A Corps spokesman was unavailable for comment on the report as of press time.

The GAO report was issued just as Congress prepares to vote on budget legislation that would allow the services to institute hardship-duty pay for additional personnel and increase the maximum monthly payment to $1,500, up from the current $750 cap for high operations tempo pay.

High deployment allowance is an incentive pay created before Sept. 11, 2001, and suspended shortly thereafter. No troops ever received payment for it.

The Army has started offering $1,000 in extra pay to soldiers serving 15-month combat tours. The $1,000 amount includes $200 in hardship-duty pay and $800 in assignment incentive pay.

Pending legislation would make other service members eligible for hardship pay if they were deployed 191 consecutive days or more.
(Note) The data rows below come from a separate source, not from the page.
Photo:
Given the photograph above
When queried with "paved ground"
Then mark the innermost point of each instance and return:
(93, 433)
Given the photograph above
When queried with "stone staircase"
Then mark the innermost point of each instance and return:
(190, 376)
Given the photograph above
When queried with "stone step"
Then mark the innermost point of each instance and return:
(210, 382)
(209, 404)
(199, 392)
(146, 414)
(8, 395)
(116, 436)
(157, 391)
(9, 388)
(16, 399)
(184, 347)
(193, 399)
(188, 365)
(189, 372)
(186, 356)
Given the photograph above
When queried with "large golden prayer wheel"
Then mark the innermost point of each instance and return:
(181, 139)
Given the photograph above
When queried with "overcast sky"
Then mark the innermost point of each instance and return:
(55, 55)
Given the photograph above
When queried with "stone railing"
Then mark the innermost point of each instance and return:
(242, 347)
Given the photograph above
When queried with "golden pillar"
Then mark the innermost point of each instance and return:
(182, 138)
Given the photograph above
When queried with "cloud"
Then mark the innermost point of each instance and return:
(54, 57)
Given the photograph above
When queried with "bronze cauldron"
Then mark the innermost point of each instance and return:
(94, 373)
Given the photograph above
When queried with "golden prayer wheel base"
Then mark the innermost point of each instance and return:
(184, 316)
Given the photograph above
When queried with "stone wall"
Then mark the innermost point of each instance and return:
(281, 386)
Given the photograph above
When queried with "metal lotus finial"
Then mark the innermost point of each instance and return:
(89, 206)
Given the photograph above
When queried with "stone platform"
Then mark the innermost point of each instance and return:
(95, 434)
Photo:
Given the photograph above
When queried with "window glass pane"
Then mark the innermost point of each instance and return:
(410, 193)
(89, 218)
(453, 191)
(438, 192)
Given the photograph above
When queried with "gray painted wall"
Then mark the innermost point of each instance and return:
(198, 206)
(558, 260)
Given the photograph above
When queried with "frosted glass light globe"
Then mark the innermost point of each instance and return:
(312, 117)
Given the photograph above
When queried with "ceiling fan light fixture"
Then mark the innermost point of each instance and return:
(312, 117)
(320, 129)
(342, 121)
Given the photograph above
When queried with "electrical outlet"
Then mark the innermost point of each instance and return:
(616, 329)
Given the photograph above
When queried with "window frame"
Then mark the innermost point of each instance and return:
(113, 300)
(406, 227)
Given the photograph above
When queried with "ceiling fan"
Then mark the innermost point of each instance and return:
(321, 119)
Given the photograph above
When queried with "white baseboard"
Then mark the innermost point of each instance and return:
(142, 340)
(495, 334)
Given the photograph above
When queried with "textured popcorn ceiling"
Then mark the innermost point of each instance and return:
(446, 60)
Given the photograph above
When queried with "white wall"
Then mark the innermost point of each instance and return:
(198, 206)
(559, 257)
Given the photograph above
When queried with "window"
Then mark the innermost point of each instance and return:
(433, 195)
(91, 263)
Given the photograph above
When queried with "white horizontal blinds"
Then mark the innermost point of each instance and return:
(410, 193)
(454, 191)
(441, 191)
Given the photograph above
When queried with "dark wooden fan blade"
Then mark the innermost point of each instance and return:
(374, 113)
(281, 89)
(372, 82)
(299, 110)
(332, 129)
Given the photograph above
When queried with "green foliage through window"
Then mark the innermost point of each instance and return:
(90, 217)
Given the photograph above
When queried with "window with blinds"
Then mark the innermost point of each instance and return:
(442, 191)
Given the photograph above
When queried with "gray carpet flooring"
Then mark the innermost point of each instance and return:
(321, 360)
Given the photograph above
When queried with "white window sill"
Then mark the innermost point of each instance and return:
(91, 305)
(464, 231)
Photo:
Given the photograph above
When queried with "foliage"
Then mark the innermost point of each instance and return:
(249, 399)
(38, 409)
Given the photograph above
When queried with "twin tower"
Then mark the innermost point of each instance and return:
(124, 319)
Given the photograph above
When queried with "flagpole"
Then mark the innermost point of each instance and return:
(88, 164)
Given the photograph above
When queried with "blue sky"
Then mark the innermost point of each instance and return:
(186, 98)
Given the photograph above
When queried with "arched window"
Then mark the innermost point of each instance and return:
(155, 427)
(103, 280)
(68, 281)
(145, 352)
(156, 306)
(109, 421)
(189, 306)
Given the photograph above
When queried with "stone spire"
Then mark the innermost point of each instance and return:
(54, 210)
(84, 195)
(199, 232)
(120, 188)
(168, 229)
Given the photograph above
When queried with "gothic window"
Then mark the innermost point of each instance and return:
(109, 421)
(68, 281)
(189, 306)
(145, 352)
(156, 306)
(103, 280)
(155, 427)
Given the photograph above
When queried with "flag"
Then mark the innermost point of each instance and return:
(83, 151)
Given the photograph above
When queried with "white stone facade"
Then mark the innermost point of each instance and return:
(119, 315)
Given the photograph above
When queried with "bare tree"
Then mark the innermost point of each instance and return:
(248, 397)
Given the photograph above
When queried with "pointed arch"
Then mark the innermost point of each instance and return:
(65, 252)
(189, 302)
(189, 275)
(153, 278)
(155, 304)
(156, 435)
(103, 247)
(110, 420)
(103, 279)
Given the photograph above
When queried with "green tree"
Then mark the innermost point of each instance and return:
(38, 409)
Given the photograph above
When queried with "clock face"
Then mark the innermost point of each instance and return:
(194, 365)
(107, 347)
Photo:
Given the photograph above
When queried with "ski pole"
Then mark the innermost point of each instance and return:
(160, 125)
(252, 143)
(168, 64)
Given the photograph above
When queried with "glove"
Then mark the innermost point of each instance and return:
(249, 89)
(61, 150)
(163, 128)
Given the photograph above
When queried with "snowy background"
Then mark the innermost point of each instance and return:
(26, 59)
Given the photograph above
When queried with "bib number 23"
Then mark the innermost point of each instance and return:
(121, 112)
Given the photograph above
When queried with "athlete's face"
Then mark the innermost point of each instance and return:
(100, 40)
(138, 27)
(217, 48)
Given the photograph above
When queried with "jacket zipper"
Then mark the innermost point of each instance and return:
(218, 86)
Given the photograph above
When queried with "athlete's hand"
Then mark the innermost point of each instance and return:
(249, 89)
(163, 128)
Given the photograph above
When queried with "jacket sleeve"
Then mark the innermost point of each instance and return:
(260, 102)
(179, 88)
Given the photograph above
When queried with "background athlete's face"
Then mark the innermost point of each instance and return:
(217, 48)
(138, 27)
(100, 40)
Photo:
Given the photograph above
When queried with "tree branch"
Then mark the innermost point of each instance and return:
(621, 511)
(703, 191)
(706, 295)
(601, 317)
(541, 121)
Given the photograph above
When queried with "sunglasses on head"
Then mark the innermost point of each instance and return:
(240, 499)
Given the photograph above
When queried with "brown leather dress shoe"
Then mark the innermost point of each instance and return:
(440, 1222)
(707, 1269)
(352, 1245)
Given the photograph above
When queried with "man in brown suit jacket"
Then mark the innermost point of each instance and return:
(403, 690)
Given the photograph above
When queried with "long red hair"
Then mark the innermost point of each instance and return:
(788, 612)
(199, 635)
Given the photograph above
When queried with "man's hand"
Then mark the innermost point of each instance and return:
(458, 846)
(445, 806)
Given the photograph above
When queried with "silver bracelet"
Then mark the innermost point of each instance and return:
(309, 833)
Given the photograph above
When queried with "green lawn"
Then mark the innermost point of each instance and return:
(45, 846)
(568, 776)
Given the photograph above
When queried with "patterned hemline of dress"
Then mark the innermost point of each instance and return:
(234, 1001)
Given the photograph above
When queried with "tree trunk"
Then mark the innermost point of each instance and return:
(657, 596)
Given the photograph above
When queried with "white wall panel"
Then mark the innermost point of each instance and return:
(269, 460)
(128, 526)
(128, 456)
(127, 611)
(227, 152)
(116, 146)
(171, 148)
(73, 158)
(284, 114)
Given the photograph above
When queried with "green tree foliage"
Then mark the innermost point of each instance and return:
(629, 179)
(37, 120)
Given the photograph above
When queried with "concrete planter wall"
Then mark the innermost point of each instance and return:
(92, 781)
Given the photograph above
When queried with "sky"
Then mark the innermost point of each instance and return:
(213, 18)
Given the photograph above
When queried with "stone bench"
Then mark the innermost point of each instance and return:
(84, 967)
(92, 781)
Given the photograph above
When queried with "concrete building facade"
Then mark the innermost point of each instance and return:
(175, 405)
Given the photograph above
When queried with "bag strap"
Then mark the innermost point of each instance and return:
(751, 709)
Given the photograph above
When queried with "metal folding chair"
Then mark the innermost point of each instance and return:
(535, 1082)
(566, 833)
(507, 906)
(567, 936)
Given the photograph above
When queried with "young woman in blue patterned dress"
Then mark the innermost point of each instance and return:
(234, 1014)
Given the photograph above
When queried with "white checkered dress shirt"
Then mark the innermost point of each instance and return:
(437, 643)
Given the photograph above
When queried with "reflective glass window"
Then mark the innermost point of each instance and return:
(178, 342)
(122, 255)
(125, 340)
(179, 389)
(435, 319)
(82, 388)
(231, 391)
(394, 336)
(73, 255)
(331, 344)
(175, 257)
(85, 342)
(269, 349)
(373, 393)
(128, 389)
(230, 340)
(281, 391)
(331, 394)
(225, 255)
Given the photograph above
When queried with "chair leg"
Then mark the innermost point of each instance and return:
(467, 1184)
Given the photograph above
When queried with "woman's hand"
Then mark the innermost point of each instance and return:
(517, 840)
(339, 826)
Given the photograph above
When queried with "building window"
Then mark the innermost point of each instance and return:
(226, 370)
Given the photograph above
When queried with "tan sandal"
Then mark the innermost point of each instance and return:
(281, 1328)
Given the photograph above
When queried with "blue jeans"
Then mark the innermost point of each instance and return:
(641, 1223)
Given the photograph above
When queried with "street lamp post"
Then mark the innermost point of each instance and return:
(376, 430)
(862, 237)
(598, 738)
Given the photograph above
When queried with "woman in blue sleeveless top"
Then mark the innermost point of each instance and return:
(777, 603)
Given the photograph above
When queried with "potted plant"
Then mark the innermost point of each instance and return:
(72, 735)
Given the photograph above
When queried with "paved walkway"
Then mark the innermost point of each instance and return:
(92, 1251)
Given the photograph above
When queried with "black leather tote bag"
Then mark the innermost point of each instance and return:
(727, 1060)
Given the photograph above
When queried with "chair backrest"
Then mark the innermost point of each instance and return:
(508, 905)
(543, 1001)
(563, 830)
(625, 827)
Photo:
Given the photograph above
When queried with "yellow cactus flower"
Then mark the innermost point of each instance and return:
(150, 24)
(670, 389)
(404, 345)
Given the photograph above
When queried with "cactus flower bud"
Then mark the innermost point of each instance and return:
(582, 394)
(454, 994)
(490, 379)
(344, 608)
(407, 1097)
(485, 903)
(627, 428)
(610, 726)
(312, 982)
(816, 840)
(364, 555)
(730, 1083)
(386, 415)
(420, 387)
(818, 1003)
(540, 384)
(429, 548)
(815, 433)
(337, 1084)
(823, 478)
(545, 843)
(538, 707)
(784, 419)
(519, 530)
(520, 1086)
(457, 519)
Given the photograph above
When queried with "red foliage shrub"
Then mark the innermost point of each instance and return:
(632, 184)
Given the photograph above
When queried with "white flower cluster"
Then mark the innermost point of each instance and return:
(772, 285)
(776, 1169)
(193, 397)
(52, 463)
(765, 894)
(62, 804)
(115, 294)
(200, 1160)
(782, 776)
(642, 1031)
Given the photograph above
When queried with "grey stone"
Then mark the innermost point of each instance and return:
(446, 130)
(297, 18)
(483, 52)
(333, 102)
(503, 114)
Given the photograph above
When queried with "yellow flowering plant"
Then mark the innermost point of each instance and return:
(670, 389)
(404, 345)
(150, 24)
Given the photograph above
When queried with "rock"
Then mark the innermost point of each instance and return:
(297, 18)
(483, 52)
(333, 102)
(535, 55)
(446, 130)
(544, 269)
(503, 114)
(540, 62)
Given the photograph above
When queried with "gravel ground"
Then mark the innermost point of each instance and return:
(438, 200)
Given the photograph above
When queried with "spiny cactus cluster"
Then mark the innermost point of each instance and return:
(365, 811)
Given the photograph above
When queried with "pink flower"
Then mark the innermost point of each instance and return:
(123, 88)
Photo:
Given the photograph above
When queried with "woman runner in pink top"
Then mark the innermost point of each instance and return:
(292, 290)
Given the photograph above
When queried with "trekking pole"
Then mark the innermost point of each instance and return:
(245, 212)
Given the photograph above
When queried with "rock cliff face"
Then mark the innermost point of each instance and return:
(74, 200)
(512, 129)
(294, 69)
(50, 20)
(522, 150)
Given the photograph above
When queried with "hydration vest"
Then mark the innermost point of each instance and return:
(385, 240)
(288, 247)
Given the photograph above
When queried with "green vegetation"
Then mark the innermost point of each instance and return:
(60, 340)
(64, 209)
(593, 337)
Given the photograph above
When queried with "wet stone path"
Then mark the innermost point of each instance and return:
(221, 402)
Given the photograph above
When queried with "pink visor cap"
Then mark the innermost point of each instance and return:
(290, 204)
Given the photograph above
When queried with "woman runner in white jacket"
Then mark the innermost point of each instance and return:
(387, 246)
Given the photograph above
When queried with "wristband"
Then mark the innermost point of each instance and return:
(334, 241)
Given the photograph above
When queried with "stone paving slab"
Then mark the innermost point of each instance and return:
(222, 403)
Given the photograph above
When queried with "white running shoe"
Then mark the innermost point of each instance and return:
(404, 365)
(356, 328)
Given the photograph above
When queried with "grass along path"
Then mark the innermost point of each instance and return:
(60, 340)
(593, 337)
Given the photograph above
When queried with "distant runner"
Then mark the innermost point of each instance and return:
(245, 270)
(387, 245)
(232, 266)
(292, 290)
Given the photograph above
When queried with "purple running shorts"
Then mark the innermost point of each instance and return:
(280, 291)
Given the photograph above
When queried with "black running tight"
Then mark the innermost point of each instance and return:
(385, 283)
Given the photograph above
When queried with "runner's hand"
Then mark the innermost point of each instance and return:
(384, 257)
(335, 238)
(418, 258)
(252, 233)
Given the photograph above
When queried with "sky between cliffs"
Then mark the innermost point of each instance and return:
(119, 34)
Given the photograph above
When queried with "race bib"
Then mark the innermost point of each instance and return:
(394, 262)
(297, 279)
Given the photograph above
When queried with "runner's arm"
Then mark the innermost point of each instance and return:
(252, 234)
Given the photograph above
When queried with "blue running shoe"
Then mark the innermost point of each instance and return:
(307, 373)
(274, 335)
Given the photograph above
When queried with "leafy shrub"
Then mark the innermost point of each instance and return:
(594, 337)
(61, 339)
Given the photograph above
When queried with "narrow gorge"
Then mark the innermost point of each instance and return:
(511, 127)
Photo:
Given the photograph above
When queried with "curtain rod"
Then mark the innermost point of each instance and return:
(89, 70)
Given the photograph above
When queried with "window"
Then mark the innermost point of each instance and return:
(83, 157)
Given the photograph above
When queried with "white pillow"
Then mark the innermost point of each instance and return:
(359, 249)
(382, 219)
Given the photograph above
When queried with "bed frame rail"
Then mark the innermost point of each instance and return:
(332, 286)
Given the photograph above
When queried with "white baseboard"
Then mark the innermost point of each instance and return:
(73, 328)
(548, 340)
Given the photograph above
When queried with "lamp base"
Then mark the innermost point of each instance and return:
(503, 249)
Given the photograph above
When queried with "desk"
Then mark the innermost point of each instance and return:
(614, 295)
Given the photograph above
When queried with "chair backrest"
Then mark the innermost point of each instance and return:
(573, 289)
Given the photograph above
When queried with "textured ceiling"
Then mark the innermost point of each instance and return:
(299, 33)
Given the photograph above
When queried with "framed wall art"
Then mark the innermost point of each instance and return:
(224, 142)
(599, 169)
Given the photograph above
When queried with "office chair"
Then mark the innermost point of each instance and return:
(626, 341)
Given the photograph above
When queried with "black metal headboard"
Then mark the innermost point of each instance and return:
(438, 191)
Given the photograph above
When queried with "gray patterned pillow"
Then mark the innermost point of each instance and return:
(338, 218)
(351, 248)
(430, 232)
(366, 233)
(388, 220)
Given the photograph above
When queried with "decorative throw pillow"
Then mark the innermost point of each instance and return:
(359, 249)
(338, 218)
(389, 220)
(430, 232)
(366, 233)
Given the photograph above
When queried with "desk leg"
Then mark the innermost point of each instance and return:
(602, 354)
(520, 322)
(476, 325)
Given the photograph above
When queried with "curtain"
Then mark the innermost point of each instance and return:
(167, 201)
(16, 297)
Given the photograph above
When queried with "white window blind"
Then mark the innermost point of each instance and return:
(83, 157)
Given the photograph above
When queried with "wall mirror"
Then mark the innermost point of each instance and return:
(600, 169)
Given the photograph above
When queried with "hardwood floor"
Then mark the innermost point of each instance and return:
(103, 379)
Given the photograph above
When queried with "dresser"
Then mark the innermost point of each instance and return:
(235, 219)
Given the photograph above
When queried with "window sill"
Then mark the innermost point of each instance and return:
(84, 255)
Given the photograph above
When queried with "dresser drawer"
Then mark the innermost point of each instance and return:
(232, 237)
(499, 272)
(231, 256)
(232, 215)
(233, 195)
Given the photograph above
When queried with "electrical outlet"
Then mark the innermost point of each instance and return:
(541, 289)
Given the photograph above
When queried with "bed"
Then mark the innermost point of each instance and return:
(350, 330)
It also would change the definition of deployment so that temporary duty or time spent at training or conferences would not count.

Accurate reporting of personnel deployment data would be critical to accurately track eligibility for this pay.

The GAO recommends that the defense secretary direct the undersecretary of defense for personnel and readiness to provide guidance directing the Army and Marine Corps to develop quality-control procedures for validating the accuracy of personnel tempo data.

Personnel officials say such tracking is likely to become easier and more accurate once the services implement the Defense Integrated Military Human Resources System, a program to manage pay and personnel actions of all active-duty and reserve members.

The Marine Corps is slated to launch DIMHRS on Aug. 1, 2009; the Army will do so Aug. 1, 2008.